Regular readers of MassTortDefense know that one issue we try to keep an eye on is the exercise of personal jurisdiction over foreign product sellers in the U.S. courts, particularly following the Supreme Court decisions in Nicastro and Goodyear.  Readers may recall from our earlier posts that Nicastro resulted in a plurality opinion which tracked Justice O’Connor’s plurality opinion in Asahi Metal Industry Co. v. Superior Court of California, 480 U.S. 102 (1987), concurring in the notion that the foreign product manufacturer lacked sufficient minimum contacts to allow a New Jersey court to exercise jurisdiction over it, but concluding that because this case did not present the new and special issues arising from recent changes in commerce and communication, it was unnecessary to get into full analysis of the steam of commerce issue as it might be applied to 21st century marketing.
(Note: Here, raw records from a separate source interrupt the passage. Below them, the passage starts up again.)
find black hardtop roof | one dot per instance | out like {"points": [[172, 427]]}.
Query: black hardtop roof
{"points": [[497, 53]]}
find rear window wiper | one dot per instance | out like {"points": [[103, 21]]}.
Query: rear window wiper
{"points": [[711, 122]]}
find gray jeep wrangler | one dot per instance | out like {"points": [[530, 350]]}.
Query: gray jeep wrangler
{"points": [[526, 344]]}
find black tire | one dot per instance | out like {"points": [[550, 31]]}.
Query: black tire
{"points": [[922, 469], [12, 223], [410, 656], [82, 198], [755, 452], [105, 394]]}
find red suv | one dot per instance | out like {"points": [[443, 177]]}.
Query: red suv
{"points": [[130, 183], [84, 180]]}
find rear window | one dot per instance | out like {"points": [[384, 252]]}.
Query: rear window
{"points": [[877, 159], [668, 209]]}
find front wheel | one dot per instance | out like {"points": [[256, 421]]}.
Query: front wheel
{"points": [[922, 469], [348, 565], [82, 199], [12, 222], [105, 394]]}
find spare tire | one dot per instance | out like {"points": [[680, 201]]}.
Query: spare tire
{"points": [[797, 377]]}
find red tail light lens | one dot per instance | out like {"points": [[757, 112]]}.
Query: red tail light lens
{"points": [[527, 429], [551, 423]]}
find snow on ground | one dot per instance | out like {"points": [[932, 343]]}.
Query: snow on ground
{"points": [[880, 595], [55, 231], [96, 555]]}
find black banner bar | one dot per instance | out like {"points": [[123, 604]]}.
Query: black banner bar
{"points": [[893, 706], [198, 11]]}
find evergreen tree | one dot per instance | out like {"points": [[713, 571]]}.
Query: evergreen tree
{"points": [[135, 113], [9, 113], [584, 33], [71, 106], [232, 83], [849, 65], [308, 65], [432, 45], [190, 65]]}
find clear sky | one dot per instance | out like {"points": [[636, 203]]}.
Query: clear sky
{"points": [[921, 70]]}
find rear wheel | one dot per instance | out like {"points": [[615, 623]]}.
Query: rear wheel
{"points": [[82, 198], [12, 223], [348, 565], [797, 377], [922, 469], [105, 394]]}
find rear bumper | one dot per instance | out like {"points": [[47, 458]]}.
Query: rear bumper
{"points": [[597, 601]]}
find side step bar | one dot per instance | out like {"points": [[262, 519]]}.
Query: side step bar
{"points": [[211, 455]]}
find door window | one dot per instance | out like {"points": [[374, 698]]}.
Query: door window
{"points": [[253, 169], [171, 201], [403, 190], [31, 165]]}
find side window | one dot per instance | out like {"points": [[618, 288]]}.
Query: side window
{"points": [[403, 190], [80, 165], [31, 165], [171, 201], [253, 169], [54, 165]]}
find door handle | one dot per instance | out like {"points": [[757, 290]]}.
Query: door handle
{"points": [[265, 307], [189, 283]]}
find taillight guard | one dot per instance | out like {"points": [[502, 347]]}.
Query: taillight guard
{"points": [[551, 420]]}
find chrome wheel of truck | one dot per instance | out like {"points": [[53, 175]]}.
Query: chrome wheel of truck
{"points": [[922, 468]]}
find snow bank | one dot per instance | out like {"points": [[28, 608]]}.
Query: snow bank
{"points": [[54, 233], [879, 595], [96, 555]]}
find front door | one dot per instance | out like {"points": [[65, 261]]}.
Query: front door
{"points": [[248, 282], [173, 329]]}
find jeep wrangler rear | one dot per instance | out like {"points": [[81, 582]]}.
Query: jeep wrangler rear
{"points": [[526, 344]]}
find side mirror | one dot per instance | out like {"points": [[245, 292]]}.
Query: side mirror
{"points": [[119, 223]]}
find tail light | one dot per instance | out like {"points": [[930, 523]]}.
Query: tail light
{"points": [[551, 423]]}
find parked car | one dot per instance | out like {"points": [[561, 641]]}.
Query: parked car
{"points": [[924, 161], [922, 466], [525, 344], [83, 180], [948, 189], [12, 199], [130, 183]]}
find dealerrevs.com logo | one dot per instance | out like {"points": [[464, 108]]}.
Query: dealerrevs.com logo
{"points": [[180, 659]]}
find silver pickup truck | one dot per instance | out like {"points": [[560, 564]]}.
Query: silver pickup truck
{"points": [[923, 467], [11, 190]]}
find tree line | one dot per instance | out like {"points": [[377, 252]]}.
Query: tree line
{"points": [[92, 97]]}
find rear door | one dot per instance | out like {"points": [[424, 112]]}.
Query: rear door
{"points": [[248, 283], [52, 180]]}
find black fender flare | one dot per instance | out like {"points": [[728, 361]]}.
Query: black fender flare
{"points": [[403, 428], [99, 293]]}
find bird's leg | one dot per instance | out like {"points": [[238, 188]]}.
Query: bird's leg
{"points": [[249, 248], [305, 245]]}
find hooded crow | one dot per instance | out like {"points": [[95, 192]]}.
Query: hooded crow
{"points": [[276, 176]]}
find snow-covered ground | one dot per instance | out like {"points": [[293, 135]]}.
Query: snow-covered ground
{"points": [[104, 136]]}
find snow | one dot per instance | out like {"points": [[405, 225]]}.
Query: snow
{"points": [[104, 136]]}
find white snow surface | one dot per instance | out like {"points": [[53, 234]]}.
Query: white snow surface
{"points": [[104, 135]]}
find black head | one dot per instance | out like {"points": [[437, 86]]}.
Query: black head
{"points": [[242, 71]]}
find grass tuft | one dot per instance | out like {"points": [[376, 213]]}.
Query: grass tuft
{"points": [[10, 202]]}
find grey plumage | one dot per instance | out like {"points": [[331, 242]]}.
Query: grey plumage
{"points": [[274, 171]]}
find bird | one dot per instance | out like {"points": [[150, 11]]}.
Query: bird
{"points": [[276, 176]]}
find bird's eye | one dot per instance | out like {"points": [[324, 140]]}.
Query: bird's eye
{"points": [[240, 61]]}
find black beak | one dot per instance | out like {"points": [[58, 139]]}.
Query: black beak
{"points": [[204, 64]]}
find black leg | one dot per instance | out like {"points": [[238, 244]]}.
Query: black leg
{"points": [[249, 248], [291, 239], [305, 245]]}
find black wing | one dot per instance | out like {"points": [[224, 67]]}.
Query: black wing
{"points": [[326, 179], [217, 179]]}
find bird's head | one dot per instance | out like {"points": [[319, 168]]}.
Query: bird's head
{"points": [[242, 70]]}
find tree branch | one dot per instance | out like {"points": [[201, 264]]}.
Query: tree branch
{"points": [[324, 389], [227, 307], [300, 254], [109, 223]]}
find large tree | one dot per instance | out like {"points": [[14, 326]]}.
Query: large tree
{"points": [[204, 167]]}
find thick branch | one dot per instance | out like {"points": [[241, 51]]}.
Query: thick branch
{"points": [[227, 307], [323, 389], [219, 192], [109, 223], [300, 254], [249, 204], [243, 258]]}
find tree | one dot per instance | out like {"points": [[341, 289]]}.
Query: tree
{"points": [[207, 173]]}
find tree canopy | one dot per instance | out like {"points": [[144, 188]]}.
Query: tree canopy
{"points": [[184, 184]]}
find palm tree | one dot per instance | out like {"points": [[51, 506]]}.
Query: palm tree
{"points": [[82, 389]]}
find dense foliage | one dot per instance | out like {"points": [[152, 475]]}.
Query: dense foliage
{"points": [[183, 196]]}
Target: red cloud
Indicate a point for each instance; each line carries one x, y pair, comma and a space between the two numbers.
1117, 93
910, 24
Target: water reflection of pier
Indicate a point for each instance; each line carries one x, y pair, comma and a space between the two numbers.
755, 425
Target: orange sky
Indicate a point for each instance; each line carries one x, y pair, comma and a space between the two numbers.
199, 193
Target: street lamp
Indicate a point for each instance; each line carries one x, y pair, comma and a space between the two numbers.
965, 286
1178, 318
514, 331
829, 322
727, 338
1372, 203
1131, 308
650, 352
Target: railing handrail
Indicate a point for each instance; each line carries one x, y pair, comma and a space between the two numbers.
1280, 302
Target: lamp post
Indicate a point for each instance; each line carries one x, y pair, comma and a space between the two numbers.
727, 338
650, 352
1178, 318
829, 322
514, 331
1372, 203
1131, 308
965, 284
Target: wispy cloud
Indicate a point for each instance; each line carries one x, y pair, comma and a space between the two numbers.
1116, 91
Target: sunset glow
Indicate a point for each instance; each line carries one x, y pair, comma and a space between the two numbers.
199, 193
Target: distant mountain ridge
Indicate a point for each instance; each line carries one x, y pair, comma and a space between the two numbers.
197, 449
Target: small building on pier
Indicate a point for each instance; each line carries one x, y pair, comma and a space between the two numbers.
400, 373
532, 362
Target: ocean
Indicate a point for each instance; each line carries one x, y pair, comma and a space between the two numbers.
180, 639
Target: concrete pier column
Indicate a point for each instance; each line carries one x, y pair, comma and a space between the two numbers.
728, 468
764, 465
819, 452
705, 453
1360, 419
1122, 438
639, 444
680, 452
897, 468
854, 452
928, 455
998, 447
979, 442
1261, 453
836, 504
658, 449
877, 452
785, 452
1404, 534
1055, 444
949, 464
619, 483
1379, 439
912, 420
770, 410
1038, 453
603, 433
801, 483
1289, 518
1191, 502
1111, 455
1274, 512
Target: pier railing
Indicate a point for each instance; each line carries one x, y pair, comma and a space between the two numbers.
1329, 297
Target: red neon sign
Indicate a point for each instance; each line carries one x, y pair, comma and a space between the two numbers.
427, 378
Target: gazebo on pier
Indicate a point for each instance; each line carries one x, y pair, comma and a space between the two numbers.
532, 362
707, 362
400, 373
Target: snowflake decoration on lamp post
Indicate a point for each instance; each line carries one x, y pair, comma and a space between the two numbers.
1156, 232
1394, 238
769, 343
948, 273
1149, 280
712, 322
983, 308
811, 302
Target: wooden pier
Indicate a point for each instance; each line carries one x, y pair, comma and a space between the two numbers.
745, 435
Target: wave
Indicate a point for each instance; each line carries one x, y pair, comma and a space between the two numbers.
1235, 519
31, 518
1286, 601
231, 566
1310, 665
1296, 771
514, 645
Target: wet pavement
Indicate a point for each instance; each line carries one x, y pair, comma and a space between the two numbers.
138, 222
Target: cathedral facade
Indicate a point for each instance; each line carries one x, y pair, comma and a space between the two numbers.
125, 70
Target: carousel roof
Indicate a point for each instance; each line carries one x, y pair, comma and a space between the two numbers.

Rather, the outcome of the case could be determined by the Court’s existing precedents, which have held that a single isolated sale, even if accompanied by the kind of sales effort indicated in the record in the case, is not sufficient.

Last Fall, we posted on an Oregon case involving an allegedly defective wheel chair, in which the state court had exercised jurisdiction over the foreign manufacturer. The case arose from a fire allegedly caused by a battery charger manufactured by CTE, a Taiwanese company; the battery charger was incorporated into a motorized wheelchair. Plaintiffs allege that the fire began in the chair, because of a defect in the charger. CTE sought dismissal on the grounds the state court lacked personal jurisdiction. The trial court denied the motion, and the Oregon Supreme Court denied defendant’s petition for a writ of mandamus on the issue. But the Supreme Court granted review, vacated the Oregon opinion denying the manufacturer’s challenge to jurisdiction, and remanded the case for further consideration in light of J. McIntyre Machinery, Ltd. v. Nicastro.

We mused: “On remand, it will be interesting to see what the state court does, given what many observers see as their recent resistant approach on directions from the high Court on remands.”

We now have an answer, as the state court again held that the sale of the battery chargers in Oregon via an Ohio wheelchair manufacturer was sufficient to establish minimum contacts with Oregon, subjecting the foreign company to personal jurisdiction there.  See Willemsen v. Invacare Corp., No. SC S059201 (Ore., 7/19/12).

Plaintiffs relied on the specific jurisdiction branch of personal jurisdiction, which depends on an
affiliation between the forum and the underlying controversy, principally, activity or an occurrence that takes place in the forum State and is therefore subject to the State’s regulation. In contrast to general, all-purpose jurisdiction, specific jurisdiction is confined to adjudication of  issues  deriving from, or connected with, the very controversy that establishes jurisdiction.

In this case, plaintiffs argued that the sale of Invacare wheelchairs and CTE battery chargers in Oregon provided sufficient minimum contacts with this state for Oregon courts to assert specific jurisdiction over CTE for injuries that its battery chargers allegedly caused there. One difficult issue in this case arose from the fact that CTE sold its battery chargers to Invacare in Ohio, not Oregon, and with the expectation that Invacare would sell its wheelchairs together with CTE’s battery chargers nationwide, not just Oregon. Defendant contended that, because Invacare (and not CTE) is the one that targeted Oregon, CTE had not purposefully availed itself of the privilege of doing business in Oregon and, as a result, the Oregon courts may not assert jurisdiction over it. The argument was that the the mere fact that it may have expected that its battery chargers might end up in Oregon is not sufficient to give Oregon courts specific jurisdiction over it.

Defendant relied heavily on the Nicastro plurality’s view that the mere fact that it was foreseeable that a defendant’s products might be distributed in one or all of the 50 states was not enough; rather, the plurality would have required evidence that the out-of-state defendant had “targeted” the forum state in some way. But the Oregon court focused on Justice Breyer’s concurring opinion in Nicastro, which it read to mean only that nationwide distribution of a foreign manufacturer’s products is not sufficient to establish jurisdiction over the manufacturer when that effort results in only a single sale in the forum state. In this case, the record showed that, over a two-year period, Invacare sold 1,102 motorized wheelchairs with CTE battery chargers in Oregon. In the court’s view, the sale of over 1,100 CTE battery chargers within Oregon over a two-year period showed a regular flow or regular course of sales in Oregon.

Defendant argued that these sales figures in Oregon were a miniscule fraction — both in sheer numbers, as well as the proportion of end product sales in the forum — of what a Supreme Court
majority would have found to be insufficient in Asahi. But the court concluded that the decision in Asahi “provides little assistance to CTE.”

It would not be a surprise if this case found its way back to the US Supreme Court again.